Since the Republicans controlled the majority of state delegations in the House of Representatives (109th congress), its a good bet that the parties would have fought over Florida for the one elector in an attempt to give Gore a majority in the Electoral College. Gore wins the bonus electors in most of the close states (NM, IA, OR, WI) and Bush has only four bonus electors (in KS, UT, CO, and FL). The next closest chance for Gore to gain a vote is Colorado where Gore requires an increase of 1.36 percentage points (about 23,000 votes). The election likely would have been decided by the House of Representatives in January of 2001.

Detailed tables of the result for each state are included in a summarized article in the Information section.

6 thoughts on “Proportional Method Applied to 2000

  1. exoplanet

    D.L. “The election likely would have been decided by the House of Representatives in January of 2001.”

    Are you sure? In this hypothetical proportional 2000 election 6 Nader electors would be sitting in the Electoral College. As we saw in 2000, not every Elector casts a vote for the candidate they were pledged to (DC). I’m sure that Gore and Nader could have worked out a deal (ie Cabinet job for Nader) in exchange for a few if not all of those 6 electoral votes. Gore would have won.

  2. Steve

    I;ve long felt that the electoral collage was flawed.
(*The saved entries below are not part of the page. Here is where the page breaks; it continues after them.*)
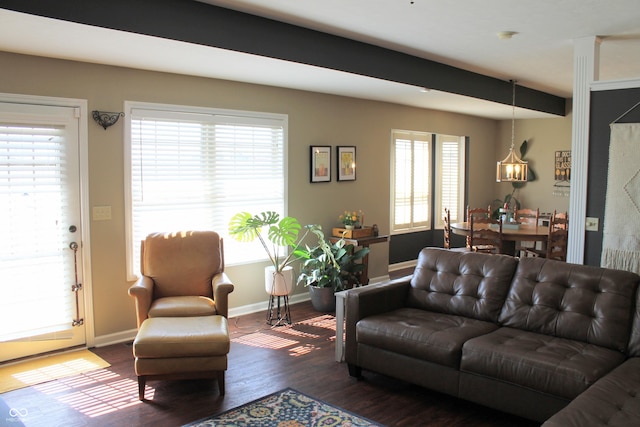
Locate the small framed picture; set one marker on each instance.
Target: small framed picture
(320, 163)
(346, 163)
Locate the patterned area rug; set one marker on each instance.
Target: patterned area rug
(285, 408)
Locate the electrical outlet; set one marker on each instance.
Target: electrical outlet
(101, 213)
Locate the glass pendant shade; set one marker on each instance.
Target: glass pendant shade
(512, 168)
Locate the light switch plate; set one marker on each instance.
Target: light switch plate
(101, 213)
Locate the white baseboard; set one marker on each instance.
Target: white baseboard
(379, 279)
(116, 338)
(403, 265)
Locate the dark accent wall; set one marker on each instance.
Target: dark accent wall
(606, 106)
(200, 23)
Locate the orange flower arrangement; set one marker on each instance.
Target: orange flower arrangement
(351, 217)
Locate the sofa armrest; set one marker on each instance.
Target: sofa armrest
(222, 287)
(370, 300)
(142, 291)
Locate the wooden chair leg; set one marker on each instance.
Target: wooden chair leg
(142, 383)
(221, 382)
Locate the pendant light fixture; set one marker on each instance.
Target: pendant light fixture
(512, 169)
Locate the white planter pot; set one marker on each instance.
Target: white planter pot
(278, 283)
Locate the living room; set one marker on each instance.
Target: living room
(313, 118)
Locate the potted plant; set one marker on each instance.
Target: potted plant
(329, 268)
(281, 240)
(351, 219)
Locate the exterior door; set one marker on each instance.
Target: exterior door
(41, 275)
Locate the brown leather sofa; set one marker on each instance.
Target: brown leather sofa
(526, 336)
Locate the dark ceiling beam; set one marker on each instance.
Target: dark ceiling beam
(204, 24)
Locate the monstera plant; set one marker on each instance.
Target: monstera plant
(282, 240)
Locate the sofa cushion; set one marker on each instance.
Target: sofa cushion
(634, 341)
(589, 304)
(548, 364)
(424, 335)
(613, 401)
(470, 284)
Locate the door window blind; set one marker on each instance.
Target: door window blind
(194, 170)
(36, 265)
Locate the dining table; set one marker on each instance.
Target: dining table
(511, 233)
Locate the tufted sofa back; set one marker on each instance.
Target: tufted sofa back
(578, 302)
(468, 284)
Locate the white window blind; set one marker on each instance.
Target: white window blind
(194, 170)
(450, 177)
(36, 271)
(411, 180)
(412, 202)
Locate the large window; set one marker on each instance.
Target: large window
(427, 176)
(193, 168)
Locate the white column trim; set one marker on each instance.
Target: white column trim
(586, 59)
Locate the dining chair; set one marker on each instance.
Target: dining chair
(484, 238)
(479, 215)
(447, 233)
(560, 220)
(528, 217)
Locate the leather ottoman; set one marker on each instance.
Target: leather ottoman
(181, 348)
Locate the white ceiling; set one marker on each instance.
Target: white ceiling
(461, 33)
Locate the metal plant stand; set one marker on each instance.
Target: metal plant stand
(278, 312)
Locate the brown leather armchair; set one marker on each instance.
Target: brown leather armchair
(182, 276)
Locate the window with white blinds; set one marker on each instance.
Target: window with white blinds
(413, 203)
(450, 178)
(411, 188)
(194, 168)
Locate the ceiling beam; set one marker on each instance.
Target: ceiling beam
(204, 24)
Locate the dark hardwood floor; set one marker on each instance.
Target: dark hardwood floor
(262, 360)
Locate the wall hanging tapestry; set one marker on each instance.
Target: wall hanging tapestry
(621, 230)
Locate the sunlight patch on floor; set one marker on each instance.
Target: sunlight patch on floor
(97, 393)
(262, 340)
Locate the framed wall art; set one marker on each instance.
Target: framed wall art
(320, 163)
(346, 163)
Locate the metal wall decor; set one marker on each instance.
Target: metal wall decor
(106, 118)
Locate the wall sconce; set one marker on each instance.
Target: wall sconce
(106, 118)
    It is base on a number equal to the number of Member in the House and Senate/ This is arbritary in two respects first.. there realy is no valid reason for that to be the case. Secondly, the House has limited itself to 435 members,

    Here is the problem: Small states are disproprotinately advantaged in this set up. Not because they get the automatic two votes for the senators as everyone else. but because they typically have a secondary advantage in that single district states can typically have smaller districts. If you look at Wyoming for example, they get one electoral vote for their population of 495,000 plus 1 for each senator.

    Montana on the other hand gets one for every 906,000..Hardly proportional representation.
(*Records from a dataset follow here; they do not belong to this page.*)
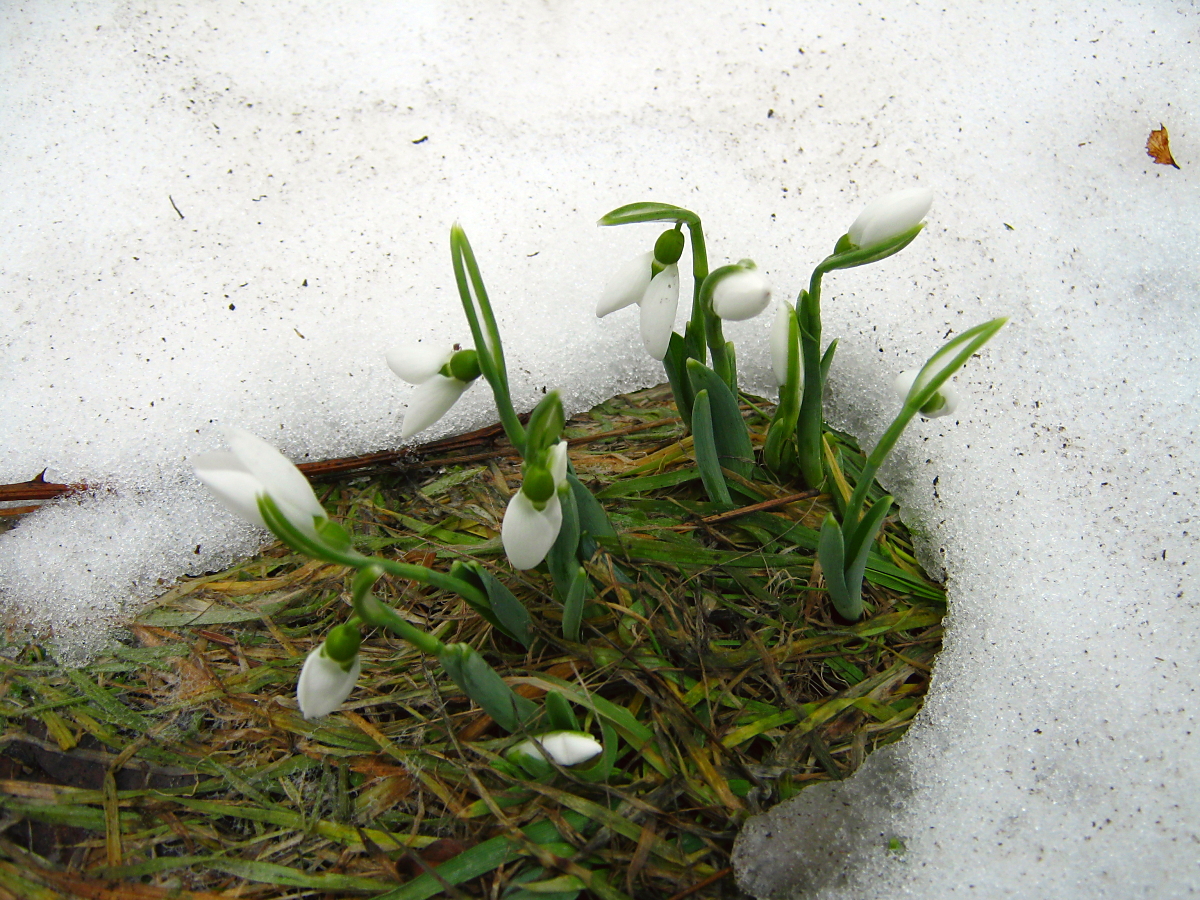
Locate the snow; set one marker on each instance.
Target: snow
(221, 214)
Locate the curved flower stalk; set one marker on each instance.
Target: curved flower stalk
(253, 469)
(565, 748)
(652, 281)
(844, 546)
(534, 514)
(441, 376)
(780, 453)
(741, 294)
(883, 228)
(330, 672)
(257, 483)
(891, 216)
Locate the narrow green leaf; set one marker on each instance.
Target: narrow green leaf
(593, 520)
(707, 460)
(832, 553)
(481, 683)
(827, 359)
(733, 447)
(675, 363)
(861, 543)
(503, 610)
(648, 211)
(564, 556)
(481, 859)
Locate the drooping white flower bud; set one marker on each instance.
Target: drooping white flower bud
(528, 532)
(659, 305)
(741, 295)
(889, 216)
(437, 389)
(567, 748)
(329, 673)
(628, 285)
(780, 331)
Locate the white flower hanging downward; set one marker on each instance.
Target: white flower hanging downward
(532, 522)
(330, 672)
(567, 748)
(657, 294)
(741, 295)
(441, 376)
(945, 401)
(255, 469)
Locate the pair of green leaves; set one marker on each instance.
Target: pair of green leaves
(720, 435)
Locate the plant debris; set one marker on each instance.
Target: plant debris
(712, 665)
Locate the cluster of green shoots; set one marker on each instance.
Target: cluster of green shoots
(553, 520)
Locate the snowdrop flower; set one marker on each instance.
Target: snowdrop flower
(658, 298)
(534, 514)
(945, 402)
(441, 376)
(255, 469)
(330, 672)
(567, 748)
(741, 295)
(889, 216)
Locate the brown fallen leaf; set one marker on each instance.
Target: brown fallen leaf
(1158, 148)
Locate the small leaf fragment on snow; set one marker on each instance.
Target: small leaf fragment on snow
(1158, 148)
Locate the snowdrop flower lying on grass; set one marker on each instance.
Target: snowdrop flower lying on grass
(255, 469)
(441, 377)
(567, 748)
(534, 515)
(657, 294)
(742, 294)
(945, 402)
(330, 672)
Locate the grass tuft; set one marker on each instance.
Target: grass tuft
(178, 765)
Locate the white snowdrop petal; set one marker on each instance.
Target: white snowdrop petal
(741, 295)
(567, 748)
(627, 286)
(280, 478)
(659, 305)
(528, 533)
(231, 483)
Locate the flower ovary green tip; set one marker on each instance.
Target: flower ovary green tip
(669, 247)
(463, 365)
(342, 645)
(538, 485)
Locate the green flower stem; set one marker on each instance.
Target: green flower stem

    On the third hand, look at California, one EV for every 640K.

    Under the equal protection clause, I would suspect this would be ruled uncostitution as it tends to favor the small states disproportially. That was suppose to have been taken care of by the granting of two electors for the senate with its non proportional representation.

    If you take the Wyoming number and use that for proportional representation Wyoming would still get three but Montana would get a fourth elector becuase of Rounding.

    California would actually wind up with 71 electors.

    My guess is that using this methodolgy with the state winner getting the two “senate” EVs, that the outcome in 2000, would likely have been the same,

    But it would more correctly have reflected the voters intent.

  3. kooshy

    the good thing about the prportinal system will be if any candidate can not get the 271
    majority number will need to form a coalition with another party to be able to form a gpverment let say if Nader had 6 e votes and Gore had 265 then in order for Gore to be elected may be he had to form a goverment with some of Nader cabinate members or some Issues intrested by nader or green Party this way the politics of the country will
    be ran more inclusive

  4. Kevin

    Ya’ll are pitiful in your whining. The electoral college cannot be ruled unconstitutional because it is in the constitution. We would not have this country if not for the disproportional nature of both the senate and electoral collage because that is the only compromise that allowed the small states to join the “republic” so as not to be “ruled” by the whims of the larger states.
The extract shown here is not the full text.